- AI promises a huge revolution for developers, but is it just for the creation of code?
- Popular AI models from anthropic and Openai are not good at troubleshooting
- Microsoft’s researchers open their tools to facilitate research
Although generative AI is increasingly integrated into programming of workflows, new research from Microsoft reveals that large language models are still not entirely up to the bottom when it comes to troubleshooting.
The research suggests that even advanced models are still struggling with troubleshooting tasks that are pretty simple for experienced developers, highlighting the continued meaning of human programmers.
AI seems to have a solid case, but with Google now claiming that about 25% of the new code is AI-generated. Meta has also noticed the broad implementation of AI for coding.
AI is good at creating code but not for troubleshooting
The report explores how 11 Microsoft scientists tested nine AI models on SWE-Bench Lite-a popular Debugging-Benchmark. Claude 3.7 Sonnet offered the highest success rate with a far from perfect 48.4%. Openais O1 and O3-mini had lower success rates of 30.2% and 22.1% respectively.
“Even with debugging tools, our simple quick-based agent rarely resolves more than half of SWE-Bench Lite problems,” the researchers wrote, accused the suboptimal benefit of lack of data representing sequential decision-making behavior.
However, all hope is not lost. “We think training or fine -tuning LLMs can improve their interactive troubleshooting skills,” they added. The researchers intend to fine-tune an info-seeking model that specializes in collecting the necessary information to resolve errors, but in the meantime they promise to open source debug gym to make it easier for others to conduct similar research.

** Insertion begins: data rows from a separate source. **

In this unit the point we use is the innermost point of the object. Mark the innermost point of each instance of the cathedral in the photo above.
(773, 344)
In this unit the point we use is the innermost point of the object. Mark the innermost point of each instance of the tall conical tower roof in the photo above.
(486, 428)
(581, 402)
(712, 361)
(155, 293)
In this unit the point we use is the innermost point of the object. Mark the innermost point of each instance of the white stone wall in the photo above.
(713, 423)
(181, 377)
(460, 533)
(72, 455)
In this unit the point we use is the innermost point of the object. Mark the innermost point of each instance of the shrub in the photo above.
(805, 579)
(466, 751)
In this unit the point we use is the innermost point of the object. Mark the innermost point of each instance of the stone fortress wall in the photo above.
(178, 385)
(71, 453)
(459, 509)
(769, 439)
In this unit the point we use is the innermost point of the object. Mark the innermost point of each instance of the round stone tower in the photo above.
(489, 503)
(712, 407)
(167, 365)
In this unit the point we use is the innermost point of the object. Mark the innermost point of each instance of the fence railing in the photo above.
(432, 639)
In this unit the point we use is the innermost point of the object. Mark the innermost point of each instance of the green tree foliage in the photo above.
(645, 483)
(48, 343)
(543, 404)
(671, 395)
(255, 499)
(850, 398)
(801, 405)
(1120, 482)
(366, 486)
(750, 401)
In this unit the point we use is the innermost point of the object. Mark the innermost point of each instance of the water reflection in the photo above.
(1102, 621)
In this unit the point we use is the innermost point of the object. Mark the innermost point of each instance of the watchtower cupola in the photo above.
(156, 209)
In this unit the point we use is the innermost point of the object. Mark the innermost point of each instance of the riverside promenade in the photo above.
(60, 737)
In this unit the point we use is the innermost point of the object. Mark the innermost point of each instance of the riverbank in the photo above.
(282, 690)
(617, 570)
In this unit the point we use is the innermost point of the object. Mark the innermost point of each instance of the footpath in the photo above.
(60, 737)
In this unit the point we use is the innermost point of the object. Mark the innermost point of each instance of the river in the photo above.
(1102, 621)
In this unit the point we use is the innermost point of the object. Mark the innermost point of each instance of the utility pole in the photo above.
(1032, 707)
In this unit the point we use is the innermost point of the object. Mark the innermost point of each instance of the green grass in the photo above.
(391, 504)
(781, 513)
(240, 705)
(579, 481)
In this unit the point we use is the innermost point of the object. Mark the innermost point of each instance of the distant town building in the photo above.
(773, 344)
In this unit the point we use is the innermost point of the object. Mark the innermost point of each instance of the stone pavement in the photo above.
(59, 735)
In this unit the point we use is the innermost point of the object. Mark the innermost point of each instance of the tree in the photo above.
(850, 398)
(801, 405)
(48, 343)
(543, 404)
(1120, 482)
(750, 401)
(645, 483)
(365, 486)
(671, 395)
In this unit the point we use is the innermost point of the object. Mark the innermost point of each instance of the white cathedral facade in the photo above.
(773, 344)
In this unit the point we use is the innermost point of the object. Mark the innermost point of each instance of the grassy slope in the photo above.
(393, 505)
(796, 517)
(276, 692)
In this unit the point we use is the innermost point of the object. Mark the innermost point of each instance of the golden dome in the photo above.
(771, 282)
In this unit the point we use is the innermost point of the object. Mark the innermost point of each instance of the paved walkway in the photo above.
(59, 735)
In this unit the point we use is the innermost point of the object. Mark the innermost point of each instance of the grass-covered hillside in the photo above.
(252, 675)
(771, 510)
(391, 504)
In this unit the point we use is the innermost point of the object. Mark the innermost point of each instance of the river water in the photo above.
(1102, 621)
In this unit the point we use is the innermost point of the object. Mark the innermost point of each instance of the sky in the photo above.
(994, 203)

Debug-Gym is described as an “environment that allows code-repair funds to access tools for active information-seeking behavior.”
At the moment, artificial intelligence may not bring as much value to developers’ lives as AI companies suggest. “Most developers spend most of their time troubleshooting code,” the researchers wrote, indicating that even if they benefit from code generation, it may not save them so much time.